Important News of the Day:
The Federal Open Market Committee (FOMC) will close their meeting at 2 PM ET this afternoon and issue a press release at 2:15 PM ET. The key short term rate is at a range of 0% - .25% and likely will remain there for some time. The Federal Reserve should be more focused (hopefully) on economic recovery, the Treasury Debt purchase program as well as the Term Asset-Backed Securities Loan Facility (TALF) to unfreeze the credit markets.
In a letter written to Congress yesterday, Treasury Secretary Timothy Geithner wrote that $165 million will be withheld from the $30 billion that AIG is due to receive as part the bail-out package. "We will impose on AIG a contractual commitment to pay the Treasury from the operations of the company the amount of the retention awards just paid," Mr Geithner's wrote in his letter. "In addition, we will deduct from the $30 billion in assistance an amount equal to the amount of those payments."
Andrew Cuomo, Attorney General of NY, revealed yesterday that 73 AIG executives were each awarded bonuses worth more than $1 million.
Meanwhile, Edward Liddy, CEO of AIG, will be testifying before Congress today.
The Mortgage Bankers Association reported that refinance mortgage applications were up more than 29% last week following the announcement of the Obama Administration's plan to save housing and lower mortgage rates.
There are several important economic reports that will be released this week - including the Producer Price Index and the Consumer Price Index, and another Federal Open Market Committee (FOMC) meeting today and tomorrow. Look for more details on this week's economic data releases and events on my Weekly Mortgage Market Watch.
What Happening With Mortgage Rates Today:
Light Volatility in AM. Moderate Volatility in PM. Overall, I'm not expecting to see too much movement in the markets this morning while the FOMC meets. The important factor will be the statement released by the FOMC at 2:15 PM ET today - much will depend on what they say about current economic conditions, the outlook on inflation, and what their plans are to stimulate the economy moving forward.

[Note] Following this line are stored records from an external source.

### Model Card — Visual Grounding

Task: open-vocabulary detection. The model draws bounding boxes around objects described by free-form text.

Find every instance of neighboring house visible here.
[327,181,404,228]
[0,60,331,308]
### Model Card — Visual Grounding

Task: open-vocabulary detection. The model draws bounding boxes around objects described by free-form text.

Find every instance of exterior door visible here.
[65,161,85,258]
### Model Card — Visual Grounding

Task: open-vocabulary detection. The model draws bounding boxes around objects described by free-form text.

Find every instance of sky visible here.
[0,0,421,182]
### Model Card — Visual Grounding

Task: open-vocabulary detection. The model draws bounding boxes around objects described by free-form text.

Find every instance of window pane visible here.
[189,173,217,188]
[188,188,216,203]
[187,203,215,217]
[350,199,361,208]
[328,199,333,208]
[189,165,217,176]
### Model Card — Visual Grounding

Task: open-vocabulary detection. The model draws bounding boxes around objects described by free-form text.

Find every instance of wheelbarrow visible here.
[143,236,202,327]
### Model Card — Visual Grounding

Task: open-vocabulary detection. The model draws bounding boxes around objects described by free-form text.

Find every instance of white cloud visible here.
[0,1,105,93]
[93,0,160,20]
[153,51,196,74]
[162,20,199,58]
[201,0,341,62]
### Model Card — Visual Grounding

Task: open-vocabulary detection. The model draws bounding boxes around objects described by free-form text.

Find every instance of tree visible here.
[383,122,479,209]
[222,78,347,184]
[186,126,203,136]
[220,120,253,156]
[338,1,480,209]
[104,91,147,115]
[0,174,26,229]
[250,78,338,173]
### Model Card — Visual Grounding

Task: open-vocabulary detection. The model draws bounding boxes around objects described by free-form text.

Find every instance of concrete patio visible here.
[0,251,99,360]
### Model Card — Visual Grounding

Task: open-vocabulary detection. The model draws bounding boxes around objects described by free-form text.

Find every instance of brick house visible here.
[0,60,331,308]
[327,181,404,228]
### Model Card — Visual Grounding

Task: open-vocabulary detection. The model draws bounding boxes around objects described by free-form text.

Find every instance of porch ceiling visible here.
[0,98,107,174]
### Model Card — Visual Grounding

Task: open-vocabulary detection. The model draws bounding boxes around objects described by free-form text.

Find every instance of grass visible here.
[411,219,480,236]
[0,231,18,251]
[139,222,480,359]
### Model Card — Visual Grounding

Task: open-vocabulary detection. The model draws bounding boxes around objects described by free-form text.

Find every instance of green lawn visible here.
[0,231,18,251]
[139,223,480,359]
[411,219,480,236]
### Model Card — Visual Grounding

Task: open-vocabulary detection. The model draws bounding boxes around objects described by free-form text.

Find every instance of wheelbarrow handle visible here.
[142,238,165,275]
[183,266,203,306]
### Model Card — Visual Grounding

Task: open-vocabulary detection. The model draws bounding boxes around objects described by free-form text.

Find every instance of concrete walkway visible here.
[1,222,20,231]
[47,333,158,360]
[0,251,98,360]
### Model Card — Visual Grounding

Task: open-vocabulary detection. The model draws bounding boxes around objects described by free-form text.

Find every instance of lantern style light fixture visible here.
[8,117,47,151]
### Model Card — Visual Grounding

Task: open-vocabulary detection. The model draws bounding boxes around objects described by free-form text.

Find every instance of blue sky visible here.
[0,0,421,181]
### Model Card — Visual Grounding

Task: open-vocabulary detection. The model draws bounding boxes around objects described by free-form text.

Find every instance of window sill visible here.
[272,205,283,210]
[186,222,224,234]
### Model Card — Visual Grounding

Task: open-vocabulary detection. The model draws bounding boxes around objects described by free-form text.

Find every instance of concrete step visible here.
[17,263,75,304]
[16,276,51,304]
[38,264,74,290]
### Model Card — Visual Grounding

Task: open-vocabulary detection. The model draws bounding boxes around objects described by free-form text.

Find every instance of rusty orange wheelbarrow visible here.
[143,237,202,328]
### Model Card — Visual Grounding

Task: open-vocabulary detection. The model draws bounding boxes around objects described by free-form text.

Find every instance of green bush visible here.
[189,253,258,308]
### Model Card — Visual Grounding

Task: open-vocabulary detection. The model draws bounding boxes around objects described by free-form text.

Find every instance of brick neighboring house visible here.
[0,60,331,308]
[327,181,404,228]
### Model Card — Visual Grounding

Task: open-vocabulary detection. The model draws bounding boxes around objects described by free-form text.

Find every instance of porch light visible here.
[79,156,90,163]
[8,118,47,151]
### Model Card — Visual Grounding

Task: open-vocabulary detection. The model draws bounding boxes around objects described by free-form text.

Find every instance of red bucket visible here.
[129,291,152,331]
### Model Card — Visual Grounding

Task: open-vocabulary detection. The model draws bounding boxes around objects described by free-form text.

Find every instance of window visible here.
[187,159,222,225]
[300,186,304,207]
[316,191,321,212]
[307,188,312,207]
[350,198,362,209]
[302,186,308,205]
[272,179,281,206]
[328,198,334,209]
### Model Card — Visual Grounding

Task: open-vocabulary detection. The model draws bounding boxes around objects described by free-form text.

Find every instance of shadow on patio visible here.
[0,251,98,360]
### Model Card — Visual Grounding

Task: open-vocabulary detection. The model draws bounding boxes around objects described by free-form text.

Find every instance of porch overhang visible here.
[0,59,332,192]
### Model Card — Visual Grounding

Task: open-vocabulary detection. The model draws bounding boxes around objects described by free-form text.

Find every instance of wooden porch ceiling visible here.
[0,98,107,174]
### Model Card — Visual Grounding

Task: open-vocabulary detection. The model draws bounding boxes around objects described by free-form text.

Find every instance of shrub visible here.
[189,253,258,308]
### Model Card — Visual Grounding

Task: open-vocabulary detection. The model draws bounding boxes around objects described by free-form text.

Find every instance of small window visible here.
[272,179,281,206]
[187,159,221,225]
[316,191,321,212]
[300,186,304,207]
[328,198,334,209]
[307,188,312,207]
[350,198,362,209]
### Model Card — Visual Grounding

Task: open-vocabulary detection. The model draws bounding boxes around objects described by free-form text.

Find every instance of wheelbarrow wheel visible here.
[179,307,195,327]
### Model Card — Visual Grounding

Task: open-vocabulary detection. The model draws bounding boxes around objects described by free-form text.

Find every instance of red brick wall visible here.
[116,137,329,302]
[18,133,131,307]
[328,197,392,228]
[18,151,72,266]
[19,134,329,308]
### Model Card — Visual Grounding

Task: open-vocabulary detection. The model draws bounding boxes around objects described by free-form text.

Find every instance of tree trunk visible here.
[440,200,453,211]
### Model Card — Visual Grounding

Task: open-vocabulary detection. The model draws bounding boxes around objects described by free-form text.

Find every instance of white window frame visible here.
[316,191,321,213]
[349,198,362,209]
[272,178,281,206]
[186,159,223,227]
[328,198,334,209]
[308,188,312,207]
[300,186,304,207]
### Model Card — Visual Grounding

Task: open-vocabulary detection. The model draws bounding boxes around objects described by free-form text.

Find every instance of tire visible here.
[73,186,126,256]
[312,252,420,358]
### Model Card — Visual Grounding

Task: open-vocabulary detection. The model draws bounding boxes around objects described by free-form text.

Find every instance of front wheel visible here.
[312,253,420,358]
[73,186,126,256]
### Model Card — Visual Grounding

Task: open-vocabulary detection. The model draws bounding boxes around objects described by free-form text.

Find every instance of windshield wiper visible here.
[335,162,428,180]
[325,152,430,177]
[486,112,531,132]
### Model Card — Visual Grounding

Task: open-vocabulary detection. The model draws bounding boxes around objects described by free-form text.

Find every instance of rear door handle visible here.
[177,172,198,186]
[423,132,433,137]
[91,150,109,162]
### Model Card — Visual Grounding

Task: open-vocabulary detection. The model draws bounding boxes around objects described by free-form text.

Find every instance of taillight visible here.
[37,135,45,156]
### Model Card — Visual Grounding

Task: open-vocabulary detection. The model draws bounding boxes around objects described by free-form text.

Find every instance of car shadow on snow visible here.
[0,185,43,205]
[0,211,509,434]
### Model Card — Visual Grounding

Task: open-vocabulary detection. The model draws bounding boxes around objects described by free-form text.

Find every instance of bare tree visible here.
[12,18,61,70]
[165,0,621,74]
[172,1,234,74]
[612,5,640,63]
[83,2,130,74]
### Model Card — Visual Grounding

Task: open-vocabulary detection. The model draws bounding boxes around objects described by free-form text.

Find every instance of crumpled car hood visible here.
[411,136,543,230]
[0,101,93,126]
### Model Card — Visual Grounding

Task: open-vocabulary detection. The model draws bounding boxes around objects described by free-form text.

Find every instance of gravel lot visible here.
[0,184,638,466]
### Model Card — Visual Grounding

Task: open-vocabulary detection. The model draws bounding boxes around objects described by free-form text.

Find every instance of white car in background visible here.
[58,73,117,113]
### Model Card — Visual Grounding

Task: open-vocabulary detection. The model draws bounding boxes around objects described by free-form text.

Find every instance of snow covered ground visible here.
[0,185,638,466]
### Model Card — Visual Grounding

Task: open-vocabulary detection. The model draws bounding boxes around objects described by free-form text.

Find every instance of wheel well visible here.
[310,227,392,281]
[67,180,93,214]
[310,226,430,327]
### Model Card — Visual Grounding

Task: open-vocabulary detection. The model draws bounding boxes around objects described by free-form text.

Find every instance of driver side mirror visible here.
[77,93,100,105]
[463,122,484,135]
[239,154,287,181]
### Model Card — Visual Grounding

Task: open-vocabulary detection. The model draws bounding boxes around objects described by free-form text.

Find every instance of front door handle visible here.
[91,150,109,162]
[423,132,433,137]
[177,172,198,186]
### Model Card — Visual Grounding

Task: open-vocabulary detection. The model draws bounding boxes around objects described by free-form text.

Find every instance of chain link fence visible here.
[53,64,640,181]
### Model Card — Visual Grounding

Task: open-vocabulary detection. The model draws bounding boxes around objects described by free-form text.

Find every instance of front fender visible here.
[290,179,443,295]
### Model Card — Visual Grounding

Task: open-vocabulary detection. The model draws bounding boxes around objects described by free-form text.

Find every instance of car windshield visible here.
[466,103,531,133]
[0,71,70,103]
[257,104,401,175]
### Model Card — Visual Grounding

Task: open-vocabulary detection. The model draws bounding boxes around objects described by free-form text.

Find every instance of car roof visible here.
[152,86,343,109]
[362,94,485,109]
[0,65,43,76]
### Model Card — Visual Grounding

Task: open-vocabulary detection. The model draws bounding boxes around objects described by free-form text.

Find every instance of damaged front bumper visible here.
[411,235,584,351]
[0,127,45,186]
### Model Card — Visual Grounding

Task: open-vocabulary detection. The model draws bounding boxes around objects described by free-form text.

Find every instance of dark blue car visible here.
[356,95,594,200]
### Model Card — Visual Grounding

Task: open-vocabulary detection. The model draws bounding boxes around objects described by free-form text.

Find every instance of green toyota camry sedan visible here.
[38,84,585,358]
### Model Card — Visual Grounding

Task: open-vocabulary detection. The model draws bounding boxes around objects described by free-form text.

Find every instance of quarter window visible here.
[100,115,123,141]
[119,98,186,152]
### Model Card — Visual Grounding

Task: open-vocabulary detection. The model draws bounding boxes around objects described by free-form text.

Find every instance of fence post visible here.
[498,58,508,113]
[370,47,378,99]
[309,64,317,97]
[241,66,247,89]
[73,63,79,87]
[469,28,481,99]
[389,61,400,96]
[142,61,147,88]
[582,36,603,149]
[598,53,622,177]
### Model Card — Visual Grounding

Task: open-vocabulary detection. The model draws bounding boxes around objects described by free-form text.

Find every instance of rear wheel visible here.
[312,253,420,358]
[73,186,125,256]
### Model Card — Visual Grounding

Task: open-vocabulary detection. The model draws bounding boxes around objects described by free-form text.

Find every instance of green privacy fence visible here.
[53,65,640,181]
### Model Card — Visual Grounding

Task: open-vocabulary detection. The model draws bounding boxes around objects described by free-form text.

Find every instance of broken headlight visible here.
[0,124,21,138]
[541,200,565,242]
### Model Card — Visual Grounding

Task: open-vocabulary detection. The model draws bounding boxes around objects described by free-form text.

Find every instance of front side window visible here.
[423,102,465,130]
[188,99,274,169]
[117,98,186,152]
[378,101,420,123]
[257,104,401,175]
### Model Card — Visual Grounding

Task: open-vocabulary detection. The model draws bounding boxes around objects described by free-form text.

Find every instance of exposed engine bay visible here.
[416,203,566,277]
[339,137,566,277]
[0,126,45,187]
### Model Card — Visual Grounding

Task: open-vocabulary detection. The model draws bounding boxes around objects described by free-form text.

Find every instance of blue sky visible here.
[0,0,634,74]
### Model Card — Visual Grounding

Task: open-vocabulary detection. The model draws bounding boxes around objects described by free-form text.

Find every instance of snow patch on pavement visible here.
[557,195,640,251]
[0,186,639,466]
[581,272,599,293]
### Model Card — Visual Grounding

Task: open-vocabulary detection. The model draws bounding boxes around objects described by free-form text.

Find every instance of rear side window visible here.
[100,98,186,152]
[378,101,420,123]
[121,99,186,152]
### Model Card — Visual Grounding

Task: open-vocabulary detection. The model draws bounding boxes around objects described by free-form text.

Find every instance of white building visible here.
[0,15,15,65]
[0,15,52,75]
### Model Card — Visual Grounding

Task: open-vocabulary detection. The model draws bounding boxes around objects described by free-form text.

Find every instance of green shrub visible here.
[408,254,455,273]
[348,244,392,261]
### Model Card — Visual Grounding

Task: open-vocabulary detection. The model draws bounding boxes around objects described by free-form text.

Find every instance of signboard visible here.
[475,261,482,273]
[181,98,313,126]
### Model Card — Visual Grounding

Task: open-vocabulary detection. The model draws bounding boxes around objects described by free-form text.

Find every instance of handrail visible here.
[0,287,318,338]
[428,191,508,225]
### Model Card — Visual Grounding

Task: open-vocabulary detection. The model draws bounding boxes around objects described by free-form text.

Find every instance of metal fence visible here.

There's continued downward pressure on MBS prices (which means higher yields and mortgage rates). The supply of bonds and T-bills on the market continues to weigh heavily on the market. The government expects to issue between $2.7 trillion and $4.2 trillion in bonds over the next two years to pay for the massive debt obligations.
If you haven't locked in a rate yet, then you may want to continue floating. While floating continues to make sense right now, the ever increasing massive government debt could soon drive mortgage rates up. So, if you like the rate that you are being offered today, then there's nothing wrong with locking in.
My Interest Rate Lock Advice for Today:
If I were considering financing/refinancing a home, I would...
- Float if my closing was taking place within 7 days
- Float if my closing was taking place within 8 and 30 days
- Float if my closing was taking place between 31 and 60 days
- Float if my closing was taking place over 60 days from now
This is only my opinion of what I would do if I were financing a home. It is only an opinion and cannot be guaranteed to be in the best interest of any or all other borrowers.